Biz de bu çalışmada B tubulin, ERCC1, RRM1 ekspresyonlarının prediktif biyomarker olarak rolünü araştırmayı amaçladık.
GEREÇ VE YÖNTEMLER
Çalışmamıza İstanbul Bilim üniversitesi Tıbbi Onkoloji Bilim Dalında takip ve tedavileri yapılmış 47 hasta alındı. Patoloji Ana Bilim Dalı tarafından Bu hastaların biyopsi materyallerinde B tubulin, ERCC1, RRM1 aşırı ekspresyonlarının olup olmadığına bakıldı. Geriye dönük olarak hastaların antineoplastik tedavilere olan cevapları ve sağkalımlarıyla bu biyolojik belirteçler arasında bağlantı olup olmadığı değerlendirildi.
BULGULAR
Çalışmaya 47 hasta alındı. Ortanca takip süresi 52 haftadır (8-156).Ortanca sağkalım süresi 53 haftadır.(8-156 ,%95 güven aralığı 43,2-62,8).
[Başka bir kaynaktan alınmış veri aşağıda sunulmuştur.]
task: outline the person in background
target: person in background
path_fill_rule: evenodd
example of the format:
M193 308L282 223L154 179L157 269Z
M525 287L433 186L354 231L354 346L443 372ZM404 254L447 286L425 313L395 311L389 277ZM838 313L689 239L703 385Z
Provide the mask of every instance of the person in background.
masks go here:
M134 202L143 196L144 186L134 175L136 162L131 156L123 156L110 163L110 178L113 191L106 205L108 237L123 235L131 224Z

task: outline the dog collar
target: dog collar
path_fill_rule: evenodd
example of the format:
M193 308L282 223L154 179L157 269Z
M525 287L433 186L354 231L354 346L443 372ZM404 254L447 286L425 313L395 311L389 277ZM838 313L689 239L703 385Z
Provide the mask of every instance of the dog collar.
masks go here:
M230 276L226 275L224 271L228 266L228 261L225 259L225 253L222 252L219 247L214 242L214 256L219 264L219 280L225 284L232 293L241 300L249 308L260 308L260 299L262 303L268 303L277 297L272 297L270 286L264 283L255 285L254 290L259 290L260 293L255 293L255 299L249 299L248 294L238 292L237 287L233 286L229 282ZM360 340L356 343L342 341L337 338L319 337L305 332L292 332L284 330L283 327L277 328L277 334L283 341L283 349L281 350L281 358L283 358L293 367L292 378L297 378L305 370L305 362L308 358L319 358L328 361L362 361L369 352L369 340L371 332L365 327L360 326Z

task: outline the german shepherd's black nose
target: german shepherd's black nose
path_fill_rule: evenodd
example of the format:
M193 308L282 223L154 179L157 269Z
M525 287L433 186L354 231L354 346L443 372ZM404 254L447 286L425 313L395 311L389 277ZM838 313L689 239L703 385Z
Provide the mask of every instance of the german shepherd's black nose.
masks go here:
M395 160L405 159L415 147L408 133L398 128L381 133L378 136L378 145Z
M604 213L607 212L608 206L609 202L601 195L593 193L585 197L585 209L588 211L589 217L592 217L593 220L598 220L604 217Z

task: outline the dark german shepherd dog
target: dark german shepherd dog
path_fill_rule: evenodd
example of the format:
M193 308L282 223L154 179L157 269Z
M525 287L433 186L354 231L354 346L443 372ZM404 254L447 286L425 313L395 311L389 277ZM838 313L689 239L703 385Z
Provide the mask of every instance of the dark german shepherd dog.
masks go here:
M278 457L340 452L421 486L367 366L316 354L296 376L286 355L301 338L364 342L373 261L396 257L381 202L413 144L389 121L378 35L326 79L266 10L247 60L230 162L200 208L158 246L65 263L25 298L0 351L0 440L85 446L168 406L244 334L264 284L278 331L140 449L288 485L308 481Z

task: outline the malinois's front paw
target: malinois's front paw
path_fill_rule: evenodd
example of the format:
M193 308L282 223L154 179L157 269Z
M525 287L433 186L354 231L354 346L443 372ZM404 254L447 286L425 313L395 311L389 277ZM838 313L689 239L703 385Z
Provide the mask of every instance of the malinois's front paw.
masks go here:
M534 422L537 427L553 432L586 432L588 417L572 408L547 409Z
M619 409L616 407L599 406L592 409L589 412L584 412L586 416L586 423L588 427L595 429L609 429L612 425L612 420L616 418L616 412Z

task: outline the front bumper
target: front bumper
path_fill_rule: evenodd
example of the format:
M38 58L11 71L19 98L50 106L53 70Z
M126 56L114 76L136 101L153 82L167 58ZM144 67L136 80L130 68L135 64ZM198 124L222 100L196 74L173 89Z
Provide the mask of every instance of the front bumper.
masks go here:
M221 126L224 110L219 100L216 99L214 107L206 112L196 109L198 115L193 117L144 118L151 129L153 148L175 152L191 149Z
Ortanca yaş 64 (30-82) olup 39’ü erkek (%83), 8’si kadındı (%17). Onbeş hasta (%32) 65 yaş ve altındaydı, genç hasta grubu olarak kabul edildi. Otuz iki hasta (%68) 65 yaşın üzerindeydi, yaşlı hasta grubu olarak kabul edildi. Otuzbeş hastanın histopatolojik tanısı adenokarsinom (%74,5), 12 hastanınki skuamoz hücreli karsinomdu (%25,5). 29 hastanın performans durumu 0 (%62) ,15 hastanın 1 (%32) 3 hastanın 2 (%6) idi. 32 hasta takipler sırasında ex oldu (%68). 4 hastaya (%8,5) küratif cerrahi yapılmıştı. 14 hasta sigara içmiyor, 1 hasta 6 paket-yıl sigara içmiş, 32 kişi 20 paket-yıl veya daha fazla sigara içmişti. Bu 32 hasta (%68) sigara içmiş grubu oluşturdu.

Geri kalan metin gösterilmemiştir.